Al poco tiempo, la aventura se torna en drama. Sobreviene un hambre terrible y surge en él un hondo sentimiento de vacío. Ciertamente, el camino de la libertad no es fácil. ¿Qué le falta? ¿Qué podría llenar su corazón? El joven escudriña en su interior, ahondando en su propio vacío, y recuerda el rostro de su padre asociado a la abundancia de pan y de compañía. Entonces se despierta en él el deseo de una libertad nueva junto a su padre. Reconoce su error y toma una decisión: «Me pondré en camino y volveré a mi padre».

Esta parábola nos muestra el auténtico rostro de Dios, el Padre Misericordioso. ¿Nos pondremos en camino hacia Él, como aquel hijo? ¿O seguiremos en pos de una falsa libertad que nos ata a nuestros egoísmos y codicias?

Debemos ser conscientes de que muchas personas se han alejado de la fe, como aquel hijo pródigo, quizá por tener una imagen deformada de Dios o de nuestra relación con Él. La parábola nos enseña que ser cristiano no es ser moralmente intachable. Creer es, ante todo, confiar incansablemente en el Dios de Jesús que, más aún que nuestros padres y madres (que ya es decir), acoge, acepta, quiere, una y mil veces, a cada uno con nuestras andanzas y aventuras, con nuestras limitaciones y tontas ilusiones.

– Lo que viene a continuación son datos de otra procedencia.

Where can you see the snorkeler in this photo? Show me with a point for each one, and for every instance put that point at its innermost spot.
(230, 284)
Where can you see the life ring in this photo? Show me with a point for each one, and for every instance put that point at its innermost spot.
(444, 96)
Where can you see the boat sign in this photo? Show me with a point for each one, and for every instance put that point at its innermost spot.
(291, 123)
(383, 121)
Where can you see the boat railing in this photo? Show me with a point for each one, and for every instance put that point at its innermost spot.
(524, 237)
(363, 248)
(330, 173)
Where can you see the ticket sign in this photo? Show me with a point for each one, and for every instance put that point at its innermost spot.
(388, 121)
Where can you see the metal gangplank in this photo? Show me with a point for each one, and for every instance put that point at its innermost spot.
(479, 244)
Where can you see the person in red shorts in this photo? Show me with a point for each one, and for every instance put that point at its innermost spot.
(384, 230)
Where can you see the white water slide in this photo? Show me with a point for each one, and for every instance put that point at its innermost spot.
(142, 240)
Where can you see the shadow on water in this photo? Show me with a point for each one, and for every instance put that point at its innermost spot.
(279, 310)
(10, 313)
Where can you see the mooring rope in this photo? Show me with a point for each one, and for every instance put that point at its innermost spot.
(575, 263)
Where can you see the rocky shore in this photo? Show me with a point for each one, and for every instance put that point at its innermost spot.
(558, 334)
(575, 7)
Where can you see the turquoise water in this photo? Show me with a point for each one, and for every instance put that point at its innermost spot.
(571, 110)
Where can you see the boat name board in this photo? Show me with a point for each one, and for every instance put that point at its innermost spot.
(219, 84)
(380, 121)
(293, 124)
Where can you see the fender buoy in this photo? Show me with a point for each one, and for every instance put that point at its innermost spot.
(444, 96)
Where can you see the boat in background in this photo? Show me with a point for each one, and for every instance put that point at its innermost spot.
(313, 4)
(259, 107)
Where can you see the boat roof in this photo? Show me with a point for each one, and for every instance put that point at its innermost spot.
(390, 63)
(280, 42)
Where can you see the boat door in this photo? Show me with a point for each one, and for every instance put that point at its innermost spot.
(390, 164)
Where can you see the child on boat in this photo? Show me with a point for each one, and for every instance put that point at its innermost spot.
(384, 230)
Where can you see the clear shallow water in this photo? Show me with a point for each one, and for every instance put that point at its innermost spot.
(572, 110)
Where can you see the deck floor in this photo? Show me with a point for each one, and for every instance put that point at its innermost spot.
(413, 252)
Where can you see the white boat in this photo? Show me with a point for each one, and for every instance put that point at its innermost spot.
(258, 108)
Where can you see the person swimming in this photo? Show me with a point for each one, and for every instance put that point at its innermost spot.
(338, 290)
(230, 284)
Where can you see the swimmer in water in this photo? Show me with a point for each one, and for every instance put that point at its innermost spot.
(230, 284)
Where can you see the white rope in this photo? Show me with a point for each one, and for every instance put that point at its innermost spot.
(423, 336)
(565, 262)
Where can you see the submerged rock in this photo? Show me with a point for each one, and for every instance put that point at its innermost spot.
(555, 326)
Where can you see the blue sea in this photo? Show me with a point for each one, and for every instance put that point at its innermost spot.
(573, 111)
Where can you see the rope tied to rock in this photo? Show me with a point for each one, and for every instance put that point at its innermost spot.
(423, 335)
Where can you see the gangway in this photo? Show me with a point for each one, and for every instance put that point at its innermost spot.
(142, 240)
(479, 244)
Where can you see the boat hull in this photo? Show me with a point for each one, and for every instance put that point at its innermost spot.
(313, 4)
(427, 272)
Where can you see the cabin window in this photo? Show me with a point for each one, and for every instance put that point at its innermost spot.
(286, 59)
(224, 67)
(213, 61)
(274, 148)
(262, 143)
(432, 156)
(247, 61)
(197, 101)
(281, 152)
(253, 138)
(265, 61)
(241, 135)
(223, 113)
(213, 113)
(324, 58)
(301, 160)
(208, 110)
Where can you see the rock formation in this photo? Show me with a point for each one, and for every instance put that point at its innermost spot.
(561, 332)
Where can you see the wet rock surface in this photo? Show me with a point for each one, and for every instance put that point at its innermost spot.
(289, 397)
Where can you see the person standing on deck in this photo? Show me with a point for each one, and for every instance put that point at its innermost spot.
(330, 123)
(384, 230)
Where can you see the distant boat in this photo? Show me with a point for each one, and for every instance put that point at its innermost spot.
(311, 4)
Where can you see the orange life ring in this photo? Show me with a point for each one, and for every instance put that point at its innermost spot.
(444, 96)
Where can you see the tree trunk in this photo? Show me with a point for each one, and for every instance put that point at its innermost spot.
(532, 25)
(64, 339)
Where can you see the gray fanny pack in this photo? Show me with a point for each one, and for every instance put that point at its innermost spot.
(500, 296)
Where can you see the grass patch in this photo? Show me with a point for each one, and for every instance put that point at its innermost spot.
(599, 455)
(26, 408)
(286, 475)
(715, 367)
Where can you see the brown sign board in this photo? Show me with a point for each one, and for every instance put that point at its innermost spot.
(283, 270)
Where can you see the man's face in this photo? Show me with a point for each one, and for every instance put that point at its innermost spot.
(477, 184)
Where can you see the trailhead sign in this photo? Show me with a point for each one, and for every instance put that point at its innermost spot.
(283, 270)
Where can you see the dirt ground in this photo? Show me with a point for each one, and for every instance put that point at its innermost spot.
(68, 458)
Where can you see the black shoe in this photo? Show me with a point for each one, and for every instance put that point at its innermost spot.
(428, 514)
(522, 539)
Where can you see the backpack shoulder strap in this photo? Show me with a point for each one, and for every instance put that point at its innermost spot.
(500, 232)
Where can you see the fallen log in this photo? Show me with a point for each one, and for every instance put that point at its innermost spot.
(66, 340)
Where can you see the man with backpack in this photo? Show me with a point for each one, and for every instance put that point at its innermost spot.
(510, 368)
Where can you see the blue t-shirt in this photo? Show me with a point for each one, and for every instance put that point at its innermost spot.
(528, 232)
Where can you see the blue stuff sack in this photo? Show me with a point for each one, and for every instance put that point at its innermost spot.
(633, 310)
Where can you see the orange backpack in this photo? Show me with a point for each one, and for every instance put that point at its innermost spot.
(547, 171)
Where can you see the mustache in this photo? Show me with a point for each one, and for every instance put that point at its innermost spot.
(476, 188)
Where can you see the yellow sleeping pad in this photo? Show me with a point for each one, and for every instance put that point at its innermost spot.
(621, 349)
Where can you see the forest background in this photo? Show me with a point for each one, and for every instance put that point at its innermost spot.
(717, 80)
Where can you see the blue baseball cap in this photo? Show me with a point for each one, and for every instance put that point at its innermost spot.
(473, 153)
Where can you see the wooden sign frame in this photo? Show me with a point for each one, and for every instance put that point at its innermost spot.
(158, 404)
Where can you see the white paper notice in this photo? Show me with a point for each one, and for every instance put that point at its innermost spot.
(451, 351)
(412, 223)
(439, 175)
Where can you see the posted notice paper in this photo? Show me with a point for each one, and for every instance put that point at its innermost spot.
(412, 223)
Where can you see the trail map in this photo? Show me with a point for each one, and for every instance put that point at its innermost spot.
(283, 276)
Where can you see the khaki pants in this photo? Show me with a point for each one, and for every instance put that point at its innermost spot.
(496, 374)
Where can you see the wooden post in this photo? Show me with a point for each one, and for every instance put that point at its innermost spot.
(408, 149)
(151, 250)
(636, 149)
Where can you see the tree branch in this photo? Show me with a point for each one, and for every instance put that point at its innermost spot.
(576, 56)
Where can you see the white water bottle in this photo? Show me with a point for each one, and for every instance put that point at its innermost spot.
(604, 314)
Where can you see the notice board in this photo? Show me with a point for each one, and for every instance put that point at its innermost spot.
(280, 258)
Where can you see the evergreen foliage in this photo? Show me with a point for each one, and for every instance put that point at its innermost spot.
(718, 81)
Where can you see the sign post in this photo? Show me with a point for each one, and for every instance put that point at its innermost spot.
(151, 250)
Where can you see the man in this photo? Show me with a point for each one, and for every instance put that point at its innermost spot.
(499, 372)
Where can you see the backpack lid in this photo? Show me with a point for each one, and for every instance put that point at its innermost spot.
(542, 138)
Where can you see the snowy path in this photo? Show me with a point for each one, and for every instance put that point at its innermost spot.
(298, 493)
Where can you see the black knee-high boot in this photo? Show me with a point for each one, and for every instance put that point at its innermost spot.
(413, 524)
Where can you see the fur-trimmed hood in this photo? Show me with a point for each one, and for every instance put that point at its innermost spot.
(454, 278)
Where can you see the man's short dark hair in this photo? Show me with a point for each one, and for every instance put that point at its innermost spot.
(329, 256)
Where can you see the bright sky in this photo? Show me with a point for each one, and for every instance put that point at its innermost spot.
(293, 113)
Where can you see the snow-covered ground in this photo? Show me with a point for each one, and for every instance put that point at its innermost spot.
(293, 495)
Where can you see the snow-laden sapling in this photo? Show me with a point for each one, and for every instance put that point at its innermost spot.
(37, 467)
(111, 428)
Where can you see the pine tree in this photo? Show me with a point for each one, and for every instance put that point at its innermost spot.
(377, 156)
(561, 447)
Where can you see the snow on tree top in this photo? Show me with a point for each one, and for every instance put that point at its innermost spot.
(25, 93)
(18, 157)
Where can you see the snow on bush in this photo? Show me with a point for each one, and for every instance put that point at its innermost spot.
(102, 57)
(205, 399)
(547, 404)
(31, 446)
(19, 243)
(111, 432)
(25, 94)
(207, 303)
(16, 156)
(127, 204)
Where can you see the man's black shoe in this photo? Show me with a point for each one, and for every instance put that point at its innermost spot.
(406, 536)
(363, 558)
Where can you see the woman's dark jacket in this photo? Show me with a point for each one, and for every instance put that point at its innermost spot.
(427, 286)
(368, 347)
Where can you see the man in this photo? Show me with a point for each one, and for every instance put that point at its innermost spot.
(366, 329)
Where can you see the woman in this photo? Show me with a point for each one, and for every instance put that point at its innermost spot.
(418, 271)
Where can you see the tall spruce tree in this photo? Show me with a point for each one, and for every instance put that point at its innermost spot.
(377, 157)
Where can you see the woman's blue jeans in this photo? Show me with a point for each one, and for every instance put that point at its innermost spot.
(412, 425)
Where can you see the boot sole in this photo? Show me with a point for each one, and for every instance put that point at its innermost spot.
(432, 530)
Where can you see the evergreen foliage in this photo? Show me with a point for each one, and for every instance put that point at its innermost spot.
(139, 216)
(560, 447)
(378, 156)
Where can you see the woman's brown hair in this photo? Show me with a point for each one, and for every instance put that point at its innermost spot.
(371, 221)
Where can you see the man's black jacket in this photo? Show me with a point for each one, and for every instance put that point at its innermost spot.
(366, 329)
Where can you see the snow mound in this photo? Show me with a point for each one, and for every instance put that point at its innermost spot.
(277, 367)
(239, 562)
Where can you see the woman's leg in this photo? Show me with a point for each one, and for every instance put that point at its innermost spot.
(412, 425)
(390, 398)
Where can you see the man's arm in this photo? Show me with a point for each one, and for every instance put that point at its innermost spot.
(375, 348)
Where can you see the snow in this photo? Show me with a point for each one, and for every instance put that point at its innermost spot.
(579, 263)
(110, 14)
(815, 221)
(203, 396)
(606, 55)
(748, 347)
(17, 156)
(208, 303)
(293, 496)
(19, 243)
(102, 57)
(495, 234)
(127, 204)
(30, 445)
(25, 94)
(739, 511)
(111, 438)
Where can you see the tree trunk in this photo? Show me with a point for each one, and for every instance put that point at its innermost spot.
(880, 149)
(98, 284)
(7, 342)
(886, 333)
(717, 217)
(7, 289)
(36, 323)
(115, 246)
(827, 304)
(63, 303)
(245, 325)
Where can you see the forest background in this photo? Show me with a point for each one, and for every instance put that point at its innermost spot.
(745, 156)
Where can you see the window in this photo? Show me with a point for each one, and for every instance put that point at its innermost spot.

Posiblemente muchas personas se pondrían en camino de vuelta si conocieran a ese Dios que, como hemos escuchado, sale corriendo al encuentro de su hijo, se le echa al cuello y se pone a besarlo efusivamente. Esos abrazos y besos hablan de su amor mejor que muchos compendios teológicos que podamos elaborar. Descubramos que, junto a Él, podríamos encontrar una libertad más digna y dichosa. Y, sobre todo, mostremos al mundo el auténtico rostro de Dios, tan alejado de aquel que falsamente hemos creado, rodeado de exigencias y prohibiciones.

En última instancia, se nos pone en la tesitura de elegir una relación con Dios basada en el cumplimiento y la ley, al estilo del hermano mayor, o desde la confianza ilimitada en el Dios de la ternura que enamora. En nuestras manos está la libre decisión. Feliz día del Señor.